What I'm given:
$\bf{g_i}=\bf{x_i}$$u_i$ where $\mathbf{x_i}$ is a k-dimensional vector
and
$E(u_i|\mathbf{g_{i-1},...,g_1})=0$
I want to show that $E(u_i|u_{i-1},...,u_1)=0$
My work so far:
$E(u_i|u_{i-1},...,u_1)=E[E(u_i|\mathbf{g_{i-1},...,g_1})|u_{i-1},...,u_1]=0$ since $E(u_i|\mathbf{g_{i-1},...,g_1})=0$
The second equality is by the Law of Iterated Expectations.
Did I use the Law of Iterated Expectations correctly? I have doubts about which information set nests which...
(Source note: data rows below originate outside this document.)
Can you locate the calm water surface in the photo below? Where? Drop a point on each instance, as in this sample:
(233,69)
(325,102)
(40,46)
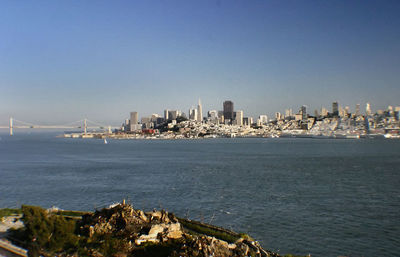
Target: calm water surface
(324,197)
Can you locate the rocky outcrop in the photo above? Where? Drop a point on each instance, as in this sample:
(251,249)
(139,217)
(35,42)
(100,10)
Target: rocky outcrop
(137,228)
(121,230)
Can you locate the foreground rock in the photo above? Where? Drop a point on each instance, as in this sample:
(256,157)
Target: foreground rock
(123,231)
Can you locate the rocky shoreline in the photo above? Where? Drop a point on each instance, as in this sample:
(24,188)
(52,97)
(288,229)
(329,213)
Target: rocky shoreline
(121,230)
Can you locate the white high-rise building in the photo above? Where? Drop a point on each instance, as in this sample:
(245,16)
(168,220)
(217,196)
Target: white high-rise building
(166,114)
(193,114)
(264,119)
(239,118)
(357,110)
(368,109)
(199,112)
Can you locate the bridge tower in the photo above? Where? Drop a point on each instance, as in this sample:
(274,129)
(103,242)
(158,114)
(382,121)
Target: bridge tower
(11,126)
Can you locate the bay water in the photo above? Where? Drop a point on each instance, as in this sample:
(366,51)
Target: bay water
(324,197)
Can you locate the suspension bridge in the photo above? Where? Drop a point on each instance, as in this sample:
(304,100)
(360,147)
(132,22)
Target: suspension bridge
(84,124)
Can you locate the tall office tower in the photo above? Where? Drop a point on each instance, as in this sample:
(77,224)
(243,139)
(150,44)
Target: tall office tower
(357,109)
(239,118)
(368,109)
(228,110)
(347,110)
(213,114)
(199,112)
(166,114)
(303,112)
(342,112)
(134,118)
(335,109)
(324,112)
(133,123)
(263,119)
(251,121)
(193,113)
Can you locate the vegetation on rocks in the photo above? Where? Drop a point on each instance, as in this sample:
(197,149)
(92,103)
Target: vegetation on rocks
(122,230)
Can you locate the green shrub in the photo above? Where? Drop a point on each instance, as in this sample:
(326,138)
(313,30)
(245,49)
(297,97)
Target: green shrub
(51,232)
(8,212)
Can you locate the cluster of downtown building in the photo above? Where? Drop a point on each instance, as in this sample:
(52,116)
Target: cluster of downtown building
(339,122)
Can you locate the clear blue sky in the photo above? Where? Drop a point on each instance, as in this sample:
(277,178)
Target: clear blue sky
(61,61)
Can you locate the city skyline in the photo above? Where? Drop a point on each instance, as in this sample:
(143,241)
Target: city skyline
(61,61)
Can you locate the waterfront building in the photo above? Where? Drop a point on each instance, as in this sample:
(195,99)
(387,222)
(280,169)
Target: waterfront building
(228,110)
(335,109)
(199,112)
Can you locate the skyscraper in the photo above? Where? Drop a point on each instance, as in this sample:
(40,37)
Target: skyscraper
(368,109)
(357,110)
(166,114)
(239,118)
(134,118)
(228,110)
(199,112)
(193,114)
(133,123)
(303,112)
(335,109)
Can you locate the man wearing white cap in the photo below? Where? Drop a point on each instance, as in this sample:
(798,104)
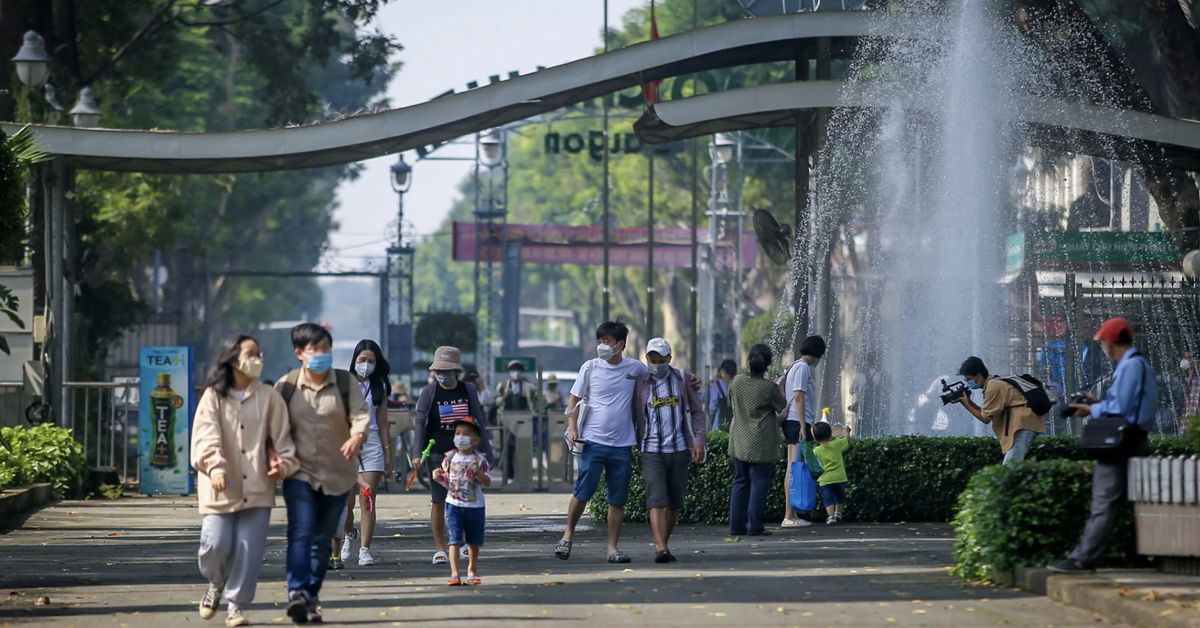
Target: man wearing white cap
(671,429)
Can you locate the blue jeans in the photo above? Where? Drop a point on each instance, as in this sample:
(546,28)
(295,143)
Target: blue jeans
(617,466)
(1021,442)
(748,498)
(312,518)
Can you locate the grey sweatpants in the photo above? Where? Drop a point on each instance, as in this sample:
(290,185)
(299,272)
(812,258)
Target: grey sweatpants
(232,551)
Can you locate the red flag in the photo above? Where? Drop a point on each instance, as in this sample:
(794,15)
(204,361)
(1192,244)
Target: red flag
(652,88)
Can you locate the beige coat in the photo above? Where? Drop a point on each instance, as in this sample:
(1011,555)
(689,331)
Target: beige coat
(231,435)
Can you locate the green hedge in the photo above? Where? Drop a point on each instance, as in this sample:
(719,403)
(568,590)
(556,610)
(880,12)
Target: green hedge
(1030,514)
(894,478)
(42,454)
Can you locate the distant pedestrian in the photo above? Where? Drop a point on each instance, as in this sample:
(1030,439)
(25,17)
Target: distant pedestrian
(833,478)
(329,426)
(719,395)
(670,422)
(439,407)
(465,473)
(754,442)
(241,444)
(371,370)
(802,412)
(1134,398)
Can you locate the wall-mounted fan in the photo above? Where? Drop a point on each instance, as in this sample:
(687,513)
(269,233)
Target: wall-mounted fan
(774,238)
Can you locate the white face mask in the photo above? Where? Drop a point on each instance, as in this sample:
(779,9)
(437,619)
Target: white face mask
(251,366)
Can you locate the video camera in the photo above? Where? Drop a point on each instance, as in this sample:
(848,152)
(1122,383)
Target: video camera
(952,393)
(1065,408)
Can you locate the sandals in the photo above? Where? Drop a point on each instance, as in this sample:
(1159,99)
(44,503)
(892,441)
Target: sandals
(618,557)
(563,550)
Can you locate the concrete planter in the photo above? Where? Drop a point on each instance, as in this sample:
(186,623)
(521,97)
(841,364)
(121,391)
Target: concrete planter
(1165,492)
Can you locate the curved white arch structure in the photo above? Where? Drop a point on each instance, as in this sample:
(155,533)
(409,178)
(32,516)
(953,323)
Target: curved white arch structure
(1075,126)
(352,139)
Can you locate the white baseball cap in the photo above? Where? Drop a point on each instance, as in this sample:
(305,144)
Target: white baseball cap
(659,346)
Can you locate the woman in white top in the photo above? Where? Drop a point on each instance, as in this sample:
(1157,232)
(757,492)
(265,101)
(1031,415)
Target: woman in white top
(372,370)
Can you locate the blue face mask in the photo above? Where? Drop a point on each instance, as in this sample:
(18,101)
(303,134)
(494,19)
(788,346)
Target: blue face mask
(319,363)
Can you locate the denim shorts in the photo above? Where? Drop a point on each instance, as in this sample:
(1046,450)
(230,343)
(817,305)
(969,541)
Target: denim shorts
(617,466)
(833,494)
(466,525)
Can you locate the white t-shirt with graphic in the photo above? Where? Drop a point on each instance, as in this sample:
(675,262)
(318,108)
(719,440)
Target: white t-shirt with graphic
(610,416)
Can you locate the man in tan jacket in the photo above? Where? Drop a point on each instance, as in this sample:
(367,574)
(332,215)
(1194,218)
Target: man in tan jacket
(329,424)
(1003,407)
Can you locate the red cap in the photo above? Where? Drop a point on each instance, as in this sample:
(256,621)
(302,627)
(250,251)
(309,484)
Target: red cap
(1113,329)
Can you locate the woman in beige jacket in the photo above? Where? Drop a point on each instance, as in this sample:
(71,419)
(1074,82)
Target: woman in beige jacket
(241,444)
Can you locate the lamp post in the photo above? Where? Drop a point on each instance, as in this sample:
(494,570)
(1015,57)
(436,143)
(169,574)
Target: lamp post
(399,334)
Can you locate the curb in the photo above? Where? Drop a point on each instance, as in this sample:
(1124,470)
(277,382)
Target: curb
(1103,596)
(17,501)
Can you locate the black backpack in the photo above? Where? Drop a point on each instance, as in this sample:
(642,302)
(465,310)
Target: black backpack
(1037,396)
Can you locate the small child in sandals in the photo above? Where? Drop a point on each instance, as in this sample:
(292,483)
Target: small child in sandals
(465,473)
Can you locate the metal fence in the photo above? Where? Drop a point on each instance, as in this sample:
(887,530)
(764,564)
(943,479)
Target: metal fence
(103,418)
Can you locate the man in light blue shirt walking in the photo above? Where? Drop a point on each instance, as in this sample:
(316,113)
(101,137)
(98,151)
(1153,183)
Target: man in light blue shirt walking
(1134,396)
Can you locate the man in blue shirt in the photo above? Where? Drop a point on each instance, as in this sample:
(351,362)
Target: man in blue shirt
(1134,396)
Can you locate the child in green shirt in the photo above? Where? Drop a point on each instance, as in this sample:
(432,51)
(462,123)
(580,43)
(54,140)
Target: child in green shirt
(833,480)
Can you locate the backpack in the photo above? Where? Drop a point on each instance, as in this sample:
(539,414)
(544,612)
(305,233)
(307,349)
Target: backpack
(1037,396)
(342,378)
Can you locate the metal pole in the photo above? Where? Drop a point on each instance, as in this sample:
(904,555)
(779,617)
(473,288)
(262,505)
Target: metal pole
(649,249)
(604,183)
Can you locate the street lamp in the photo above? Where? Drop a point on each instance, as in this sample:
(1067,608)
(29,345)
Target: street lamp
(725,143)
(31,61)
(491,144)
(401,175)
(85,112)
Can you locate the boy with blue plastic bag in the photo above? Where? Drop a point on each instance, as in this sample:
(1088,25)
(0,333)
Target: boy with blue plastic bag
(833,479)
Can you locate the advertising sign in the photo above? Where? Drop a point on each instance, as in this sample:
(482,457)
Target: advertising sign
(166,419)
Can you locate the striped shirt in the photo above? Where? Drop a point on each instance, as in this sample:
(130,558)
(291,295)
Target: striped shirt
(664,418)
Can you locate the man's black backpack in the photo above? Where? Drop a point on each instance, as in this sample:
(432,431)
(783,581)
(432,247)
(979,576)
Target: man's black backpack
(1037,396)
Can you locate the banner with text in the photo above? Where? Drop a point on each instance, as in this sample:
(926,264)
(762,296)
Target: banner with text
(552,244)
(166,419)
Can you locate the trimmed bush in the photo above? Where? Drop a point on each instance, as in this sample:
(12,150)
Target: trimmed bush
(1030,514)
(893,478)
(42,454)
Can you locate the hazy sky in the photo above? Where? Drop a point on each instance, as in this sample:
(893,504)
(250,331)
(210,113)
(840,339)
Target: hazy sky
(448,45)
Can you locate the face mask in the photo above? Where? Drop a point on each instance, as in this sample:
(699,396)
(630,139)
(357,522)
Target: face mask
(319,363)
(251,366)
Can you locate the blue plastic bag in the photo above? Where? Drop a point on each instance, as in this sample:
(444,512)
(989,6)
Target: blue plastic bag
(803,495)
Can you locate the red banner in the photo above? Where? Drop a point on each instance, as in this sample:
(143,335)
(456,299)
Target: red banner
(550,244)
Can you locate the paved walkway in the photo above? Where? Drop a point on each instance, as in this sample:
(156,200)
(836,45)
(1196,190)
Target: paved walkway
(132,562)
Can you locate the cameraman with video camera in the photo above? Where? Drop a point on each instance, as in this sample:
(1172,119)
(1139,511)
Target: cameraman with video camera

This is not correct in general. Recall that $E(X\mid H)=E(E(X\mid G)\mid H)$ for every integrable random variable $X$ when the sigma-algebras $G$ and $H$ are such that $H\subseteq G$.
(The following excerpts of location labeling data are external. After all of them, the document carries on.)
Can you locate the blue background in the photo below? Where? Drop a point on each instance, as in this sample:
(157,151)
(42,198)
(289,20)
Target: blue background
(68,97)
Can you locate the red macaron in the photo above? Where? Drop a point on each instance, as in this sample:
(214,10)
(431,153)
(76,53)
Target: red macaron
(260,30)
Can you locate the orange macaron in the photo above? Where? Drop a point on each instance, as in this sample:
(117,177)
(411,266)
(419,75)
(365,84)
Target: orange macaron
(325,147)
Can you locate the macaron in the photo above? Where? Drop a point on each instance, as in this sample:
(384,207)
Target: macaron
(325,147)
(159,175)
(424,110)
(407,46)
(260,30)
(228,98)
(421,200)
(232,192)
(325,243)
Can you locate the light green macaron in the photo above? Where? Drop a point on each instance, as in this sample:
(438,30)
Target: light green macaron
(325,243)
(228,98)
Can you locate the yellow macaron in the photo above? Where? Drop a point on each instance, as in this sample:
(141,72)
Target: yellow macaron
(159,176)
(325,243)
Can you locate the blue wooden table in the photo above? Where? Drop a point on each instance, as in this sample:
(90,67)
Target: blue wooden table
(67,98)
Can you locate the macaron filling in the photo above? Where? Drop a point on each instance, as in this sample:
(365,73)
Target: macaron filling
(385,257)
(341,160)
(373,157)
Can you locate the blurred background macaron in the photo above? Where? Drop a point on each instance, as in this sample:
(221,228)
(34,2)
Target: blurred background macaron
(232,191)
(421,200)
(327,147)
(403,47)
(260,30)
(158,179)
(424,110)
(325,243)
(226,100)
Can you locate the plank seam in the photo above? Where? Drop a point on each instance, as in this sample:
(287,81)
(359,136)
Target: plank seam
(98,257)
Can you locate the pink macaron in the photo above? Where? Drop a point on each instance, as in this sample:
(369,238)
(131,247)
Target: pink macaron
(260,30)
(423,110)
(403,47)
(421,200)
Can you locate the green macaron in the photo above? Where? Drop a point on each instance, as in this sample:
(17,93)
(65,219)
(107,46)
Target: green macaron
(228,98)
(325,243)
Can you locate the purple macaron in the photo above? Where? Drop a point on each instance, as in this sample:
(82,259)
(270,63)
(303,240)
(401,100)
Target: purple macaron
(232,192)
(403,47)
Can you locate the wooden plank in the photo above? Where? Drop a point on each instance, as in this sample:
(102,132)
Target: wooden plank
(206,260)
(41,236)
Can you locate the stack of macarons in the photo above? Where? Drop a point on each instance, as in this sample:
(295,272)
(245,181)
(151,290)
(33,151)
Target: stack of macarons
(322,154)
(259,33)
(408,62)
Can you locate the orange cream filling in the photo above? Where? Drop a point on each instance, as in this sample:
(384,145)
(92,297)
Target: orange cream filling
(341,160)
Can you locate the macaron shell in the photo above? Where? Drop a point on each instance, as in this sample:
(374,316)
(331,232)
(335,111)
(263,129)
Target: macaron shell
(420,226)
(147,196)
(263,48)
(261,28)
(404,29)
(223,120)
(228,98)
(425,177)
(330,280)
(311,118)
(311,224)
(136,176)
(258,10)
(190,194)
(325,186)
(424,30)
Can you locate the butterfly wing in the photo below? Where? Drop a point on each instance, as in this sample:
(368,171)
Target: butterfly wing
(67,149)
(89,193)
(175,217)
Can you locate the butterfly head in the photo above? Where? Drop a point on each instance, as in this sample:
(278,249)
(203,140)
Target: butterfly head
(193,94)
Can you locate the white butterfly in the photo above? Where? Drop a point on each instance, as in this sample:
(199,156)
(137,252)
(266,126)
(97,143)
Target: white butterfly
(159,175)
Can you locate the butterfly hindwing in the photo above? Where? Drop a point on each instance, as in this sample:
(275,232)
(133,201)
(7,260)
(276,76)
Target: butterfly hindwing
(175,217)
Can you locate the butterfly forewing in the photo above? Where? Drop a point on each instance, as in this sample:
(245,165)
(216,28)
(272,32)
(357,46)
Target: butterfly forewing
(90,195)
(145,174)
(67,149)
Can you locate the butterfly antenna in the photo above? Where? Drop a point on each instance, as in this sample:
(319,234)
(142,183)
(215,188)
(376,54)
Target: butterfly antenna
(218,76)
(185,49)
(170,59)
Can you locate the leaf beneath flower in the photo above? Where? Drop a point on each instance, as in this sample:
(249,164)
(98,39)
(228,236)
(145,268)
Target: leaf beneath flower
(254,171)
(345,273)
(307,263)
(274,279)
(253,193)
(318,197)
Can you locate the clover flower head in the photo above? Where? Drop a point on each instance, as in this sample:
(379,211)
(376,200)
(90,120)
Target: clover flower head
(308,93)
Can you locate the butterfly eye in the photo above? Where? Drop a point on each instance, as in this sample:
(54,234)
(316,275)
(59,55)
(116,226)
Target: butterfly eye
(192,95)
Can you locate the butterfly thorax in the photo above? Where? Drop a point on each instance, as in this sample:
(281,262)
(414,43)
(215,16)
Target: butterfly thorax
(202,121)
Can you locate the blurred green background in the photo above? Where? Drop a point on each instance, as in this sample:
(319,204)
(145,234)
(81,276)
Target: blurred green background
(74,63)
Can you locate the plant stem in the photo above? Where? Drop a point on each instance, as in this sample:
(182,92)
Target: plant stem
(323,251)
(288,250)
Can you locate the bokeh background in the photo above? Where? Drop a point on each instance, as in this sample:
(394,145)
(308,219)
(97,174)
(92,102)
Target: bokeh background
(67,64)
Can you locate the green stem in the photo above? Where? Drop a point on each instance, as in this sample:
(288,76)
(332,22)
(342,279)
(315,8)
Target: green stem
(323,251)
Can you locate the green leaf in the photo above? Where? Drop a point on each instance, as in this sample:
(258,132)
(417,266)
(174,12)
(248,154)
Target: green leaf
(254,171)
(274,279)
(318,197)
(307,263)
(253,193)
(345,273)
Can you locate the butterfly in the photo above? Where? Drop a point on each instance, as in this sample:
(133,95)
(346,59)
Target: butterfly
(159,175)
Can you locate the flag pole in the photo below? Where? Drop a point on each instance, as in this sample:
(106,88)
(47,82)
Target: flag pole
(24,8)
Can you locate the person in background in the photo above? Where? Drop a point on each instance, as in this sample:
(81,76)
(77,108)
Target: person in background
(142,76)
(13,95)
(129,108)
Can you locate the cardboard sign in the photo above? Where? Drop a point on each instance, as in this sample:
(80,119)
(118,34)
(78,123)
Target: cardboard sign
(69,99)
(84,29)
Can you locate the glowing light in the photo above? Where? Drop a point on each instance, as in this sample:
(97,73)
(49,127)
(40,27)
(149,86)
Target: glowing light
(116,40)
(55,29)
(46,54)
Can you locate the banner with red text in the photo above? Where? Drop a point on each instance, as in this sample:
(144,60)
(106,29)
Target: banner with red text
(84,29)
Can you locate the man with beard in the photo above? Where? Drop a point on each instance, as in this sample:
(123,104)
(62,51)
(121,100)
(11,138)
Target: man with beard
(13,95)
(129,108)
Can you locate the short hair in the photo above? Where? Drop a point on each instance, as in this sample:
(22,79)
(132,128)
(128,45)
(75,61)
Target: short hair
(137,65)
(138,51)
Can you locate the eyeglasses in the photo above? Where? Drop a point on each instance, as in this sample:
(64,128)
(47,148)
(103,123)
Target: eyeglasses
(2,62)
Here, $G=\sigma(g_j,j\lt i)$ and $H=\sigma(u_j,j\lt i)$, with $g_j=x_ju_j$. Every $g_j$ is a function of $u_j$ hence it is $H$-measurable and $G\subseteq H$, not the other way around.
As an extreme (counter)example, assume that $x_i=0$ for every $i$, then $E(u_i\mid g_j,j\lt i)=E(u_i)$ hence the hypothesis that $E(u_i\mid g_j,j\lt i)=0$ cannot imply that $E(u_i\mid u_j,j\lt i)=0$.
In the other direction, if one can recover $u_i$ from $g_i=x_iu_i$ then $G=H$ and, obviously, $E(X\mid H)=E(E(X\mid H)\mid H)$ holds in full generality.